Website Broadly launches free collection of trans and non-binary stock photos

A transmasculine person with a friend at the bar. (The Gender Spectrum Collection/Broadly)

VICE offshoot Broadly has launched a free stock library with photos of trans and non-binary models with the aim of helping the media “better represent members of these communities.”

Editor-in-chief Lindsay Schrupp explained in an editorial for the publication—VICE’s channel dedicated to women, gender non-conforming people and LGBT+ individuals—on Tuesday (March 26) that the imagery will help to make “visible the full breadth and diversity of transgender personhood.”

Schrupp explained:Broadly’s Gender Spectrum Collection aims to help media better represent trans and non-binary people who are not necessarily defined by their gender identities, but rather as human beings with careers, relationships, talents, passions, and internal lives—people you see at the office, at school, in your home.”

Broadly launches free image gallery to show “diversity of transgender personhood”

The editor added that trans people are “rarely depicted as engaging with their communities or participating in public life,” noting that they’re “often portrayed in ways that are misrepresentative, and at times outright destructive.”

“Broadly’s Gender Spectrum Collection aims to help media better represent trans and non-binary people who are not necessarily defined by their gender identities.”

Broadly editor in chief Lindsay Schrupp

Broadly’s Gender Spectrum Collection is made up of almost 200 stock photos of trans and non-binary people, which are listed under the categories of Relationships, Work, Technology, Health, School, and Lifestyles.
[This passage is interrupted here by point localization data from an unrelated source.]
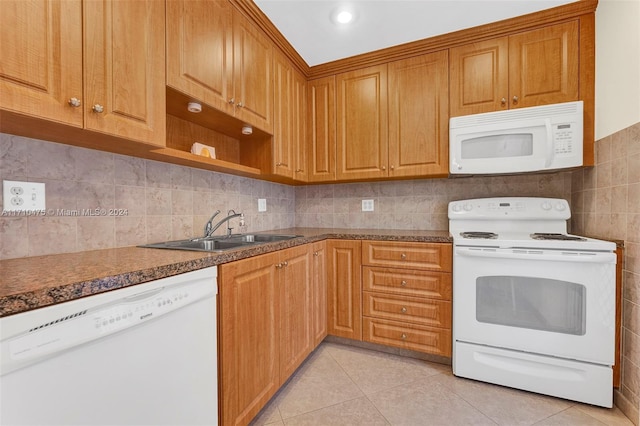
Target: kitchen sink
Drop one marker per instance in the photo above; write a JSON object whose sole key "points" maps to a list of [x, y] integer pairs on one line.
{"points": [[219, 244]]}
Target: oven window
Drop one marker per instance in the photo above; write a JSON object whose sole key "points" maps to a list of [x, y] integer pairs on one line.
{"points": [[498, 146], [534, 303]]}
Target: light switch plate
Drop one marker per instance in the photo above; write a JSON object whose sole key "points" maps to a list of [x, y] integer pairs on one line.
{"points": [[23, 196]]}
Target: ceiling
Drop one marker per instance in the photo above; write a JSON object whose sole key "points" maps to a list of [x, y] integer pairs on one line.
{"points": [[378, 24]]}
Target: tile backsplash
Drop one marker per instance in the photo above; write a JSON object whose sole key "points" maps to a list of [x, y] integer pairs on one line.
{"points": [[151, 201], [606, 204]]}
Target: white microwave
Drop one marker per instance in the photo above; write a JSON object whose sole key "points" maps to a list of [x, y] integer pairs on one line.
{"points": [[531, 139]]}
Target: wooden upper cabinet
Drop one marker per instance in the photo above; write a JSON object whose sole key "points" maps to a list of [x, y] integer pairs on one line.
{"points": [[124, 63], [419, 116], [41, 51], [200, 50], [362, 133], [479, 77], [252, 88], [543, 66], [344, 289], [531, 68], [299, 127], [321, 129], [282, 116]]}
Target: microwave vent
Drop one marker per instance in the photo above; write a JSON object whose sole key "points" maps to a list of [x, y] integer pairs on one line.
{"points": [[545, 111]]}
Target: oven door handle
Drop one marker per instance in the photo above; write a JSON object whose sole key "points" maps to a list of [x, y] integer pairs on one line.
{"points": [[533, 254]]}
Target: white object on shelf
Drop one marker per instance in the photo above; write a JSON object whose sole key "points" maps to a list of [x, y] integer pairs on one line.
{"points": [[203, 150]]}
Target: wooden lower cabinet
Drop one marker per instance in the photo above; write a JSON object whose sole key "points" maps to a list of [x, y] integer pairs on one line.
{"points": [[407, 295], [344, 289], [264, 329], [318, 292]]}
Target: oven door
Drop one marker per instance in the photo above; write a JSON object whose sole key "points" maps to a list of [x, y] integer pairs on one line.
{"points": [[551, 302]]}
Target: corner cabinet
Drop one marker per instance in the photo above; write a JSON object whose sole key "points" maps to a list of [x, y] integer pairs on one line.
{"points": [[97, 65], [344, 289], [321, 129], [216, 56], [264, 330], [527, 69]]}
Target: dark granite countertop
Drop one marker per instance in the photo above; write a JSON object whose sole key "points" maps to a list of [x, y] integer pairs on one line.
{"points": [[34, 282]]}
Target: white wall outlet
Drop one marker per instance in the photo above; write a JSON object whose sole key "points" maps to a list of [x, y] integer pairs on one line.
{"points": [[367, 205], [22, 196]]}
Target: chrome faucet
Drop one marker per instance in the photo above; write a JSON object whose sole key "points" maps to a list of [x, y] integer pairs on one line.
{"points": [[230, 215], [207, 227]]}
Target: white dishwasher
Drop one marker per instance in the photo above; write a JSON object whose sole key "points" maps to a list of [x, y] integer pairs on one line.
{"points": [[140, 355]]}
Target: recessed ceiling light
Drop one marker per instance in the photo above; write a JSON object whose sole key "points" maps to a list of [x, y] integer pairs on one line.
{"points": [[344, 17]]}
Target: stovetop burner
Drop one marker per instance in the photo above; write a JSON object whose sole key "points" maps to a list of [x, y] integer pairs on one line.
{"points": [[480, 235], [553, 236]]}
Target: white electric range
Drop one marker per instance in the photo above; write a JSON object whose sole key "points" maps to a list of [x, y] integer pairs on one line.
{"points": [[533, 306]]}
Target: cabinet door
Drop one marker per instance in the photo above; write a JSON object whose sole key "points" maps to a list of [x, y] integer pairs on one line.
{"points": [[249, 336], [543, 66], [41, 51], [419, 116], [479, 77], [200, 50], [251, 73], [299, 129], [295, 309], [362, 135], [319, 292], [283, 108], [344, 289], [321, 129], [124, 69]]}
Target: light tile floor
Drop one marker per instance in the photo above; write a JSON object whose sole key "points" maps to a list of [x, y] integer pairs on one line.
{"points": [[345, 385]]}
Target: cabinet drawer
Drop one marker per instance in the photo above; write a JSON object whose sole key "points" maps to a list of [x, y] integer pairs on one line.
{"points": [[408, 336], [405, 282], [433, 256], [435, 313]]}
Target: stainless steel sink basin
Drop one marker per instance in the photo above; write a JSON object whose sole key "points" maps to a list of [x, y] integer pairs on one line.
{"points": [[219, 244]]}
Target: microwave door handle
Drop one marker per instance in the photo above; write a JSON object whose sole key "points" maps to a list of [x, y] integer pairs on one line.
{"points": [[550, 150]]}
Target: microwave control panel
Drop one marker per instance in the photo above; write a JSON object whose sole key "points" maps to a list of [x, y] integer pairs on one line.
{"points": [[563, 136]]}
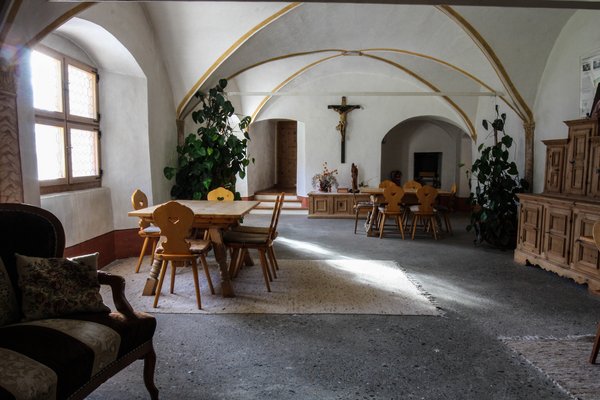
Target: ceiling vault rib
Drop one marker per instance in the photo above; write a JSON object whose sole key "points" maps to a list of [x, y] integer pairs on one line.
{"points": [[368, 94], [51, 27], [489, 53], [289, 79], [460, 111], [183, 109], [10, 18], [431, 86], [383, 49]]}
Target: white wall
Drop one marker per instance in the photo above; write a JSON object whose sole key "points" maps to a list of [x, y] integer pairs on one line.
{"points": [[138, 127], [420, 135], [365, 130], [262, 174], [558, 94]]}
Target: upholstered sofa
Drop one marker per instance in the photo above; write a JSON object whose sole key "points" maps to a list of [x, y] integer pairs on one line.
{"points": [[52, 347]]}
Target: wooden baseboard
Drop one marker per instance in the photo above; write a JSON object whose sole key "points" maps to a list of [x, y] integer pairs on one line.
{"points": [[111, 246]]}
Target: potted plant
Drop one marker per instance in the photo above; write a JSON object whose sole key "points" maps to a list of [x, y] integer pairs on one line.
{"points": [[494, 184], [325, 180], [213, 156]]}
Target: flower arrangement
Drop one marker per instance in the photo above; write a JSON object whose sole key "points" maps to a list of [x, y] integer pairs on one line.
{"points": [[325, 180]]}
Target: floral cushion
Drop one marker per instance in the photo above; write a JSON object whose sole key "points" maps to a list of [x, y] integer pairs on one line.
{"points": [[53, 287], [9, 309]]}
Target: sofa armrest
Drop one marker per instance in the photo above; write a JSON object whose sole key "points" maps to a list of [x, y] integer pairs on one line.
{"points": [[117, 285]]}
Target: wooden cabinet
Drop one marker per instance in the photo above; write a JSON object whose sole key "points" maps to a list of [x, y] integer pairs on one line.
{"points": [[555, 228], [580, 132], [555, 164], [333, 205], [530, 223], [594, 170], [556, 234]]}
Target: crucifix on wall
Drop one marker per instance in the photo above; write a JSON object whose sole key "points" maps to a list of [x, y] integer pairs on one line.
{"points": [[343, 109]]}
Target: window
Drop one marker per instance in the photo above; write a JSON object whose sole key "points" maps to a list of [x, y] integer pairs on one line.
{"points": [[67, 135]]}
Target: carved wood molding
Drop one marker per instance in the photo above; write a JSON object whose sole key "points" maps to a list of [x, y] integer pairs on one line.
{"points": [[11, 177]]}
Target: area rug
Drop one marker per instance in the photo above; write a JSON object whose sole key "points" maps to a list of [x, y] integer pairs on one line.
{"points": [[302, 287], [564, 361]]}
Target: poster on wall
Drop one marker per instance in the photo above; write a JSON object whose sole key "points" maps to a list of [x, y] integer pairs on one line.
{"points": [[590, 78]]}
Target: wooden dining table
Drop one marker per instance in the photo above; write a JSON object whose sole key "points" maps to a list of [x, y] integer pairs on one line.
{"points": [[214, 216], [410, 197]]}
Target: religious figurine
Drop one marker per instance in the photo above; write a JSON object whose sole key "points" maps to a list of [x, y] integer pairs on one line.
{"points": [[343, 109], [354, 171]]}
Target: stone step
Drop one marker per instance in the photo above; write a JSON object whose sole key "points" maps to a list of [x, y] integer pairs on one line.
{"points": [[286, 204], [289, 211], [273, 196]]}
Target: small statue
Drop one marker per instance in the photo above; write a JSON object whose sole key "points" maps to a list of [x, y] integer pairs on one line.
{"points": [[354, 171]]}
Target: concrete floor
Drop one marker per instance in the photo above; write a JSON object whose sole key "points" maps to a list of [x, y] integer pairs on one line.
{"points": [[484, 294]]}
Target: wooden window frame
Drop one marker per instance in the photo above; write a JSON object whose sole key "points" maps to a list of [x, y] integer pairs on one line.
{"points": [[67, 121]]}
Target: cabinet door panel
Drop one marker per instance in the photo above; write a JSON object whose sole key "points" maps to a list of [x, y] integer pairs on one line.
{"points": [[530, 227], [557, 229], [594, 172], [585, 252], [577, 159]]}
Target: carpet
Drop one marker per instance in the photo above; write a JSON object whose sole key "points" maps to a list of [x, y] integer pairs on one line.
{"points": [[564, 361], [302, 287]]}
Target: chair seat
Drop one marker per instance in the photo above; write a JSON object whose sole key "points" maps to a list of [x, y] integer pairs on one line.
{"points": [[261, 230], [196, 247], [150, 231], [245, 238]]}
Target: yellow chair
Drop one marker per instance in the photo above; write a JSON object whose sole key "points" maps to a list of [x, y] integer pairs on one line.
{"points": [[393, 196], [147, 231], [411, 185], [220, 194], [444, 210], [241, 242], [175, 222], [265, 230], [424, 211]]}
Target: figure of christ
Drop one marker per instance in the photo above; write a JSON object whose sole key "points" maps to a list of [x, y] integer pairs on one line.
{"points": [[343, 109]]}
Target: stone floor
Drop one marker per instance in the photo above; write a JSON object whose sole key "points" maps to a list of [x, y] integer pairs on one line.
{"points": [[484, 294]]}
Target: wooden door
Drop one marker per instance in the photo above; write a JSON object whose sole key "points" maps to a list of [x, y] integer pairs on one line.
{"points": [[557, 233], [530, 226], [286, 154], [594, 172], [585, 253], [555, 158], [577, 157]]}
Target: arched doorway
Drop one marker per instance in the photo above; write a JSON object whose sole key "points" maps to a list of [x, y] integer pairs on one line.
{"points": [[427, 149]]}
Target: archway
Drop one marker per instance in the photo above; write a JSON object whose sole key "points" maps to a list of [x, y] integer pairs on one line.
{"points": [[427, 148]]}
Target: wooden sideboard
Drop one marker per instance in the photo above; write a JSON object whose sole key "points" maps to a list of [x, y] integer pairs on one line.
{"points": [[555, 228], [333, 205]]}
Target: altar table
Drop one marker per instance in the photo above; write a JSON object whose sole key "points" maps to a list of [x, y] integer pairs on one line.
{"points": [[215, 216]]}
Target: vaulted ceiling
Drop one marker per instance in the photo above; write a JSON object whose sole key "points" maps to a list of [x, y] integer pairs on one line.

The images were captured by photographer Zackary Drucker.

Broadly photo showing a transgender woman and transgender man

A transgender woman in a hospital gown being treated by a doctor, a transgender man. (The Gender Spectrum Collection/Broadly)

The Gender Spectrum Collection will also be displayed at an event hosted by Broadly in New York to mark Transgender Day of Visibility on March 31.

“Erasure often happens quietly, through falling back on customary practices and making seemingly small decisions to cut here, replace there,” Schrupp’s editorial continued.

“The transgender community has a prolific history of breaking with society’s mandates in order to live as their authentic selves; it’s time we follow in their footsteps, to boldly break from the status quo and usher in a new paradigm of visibility.”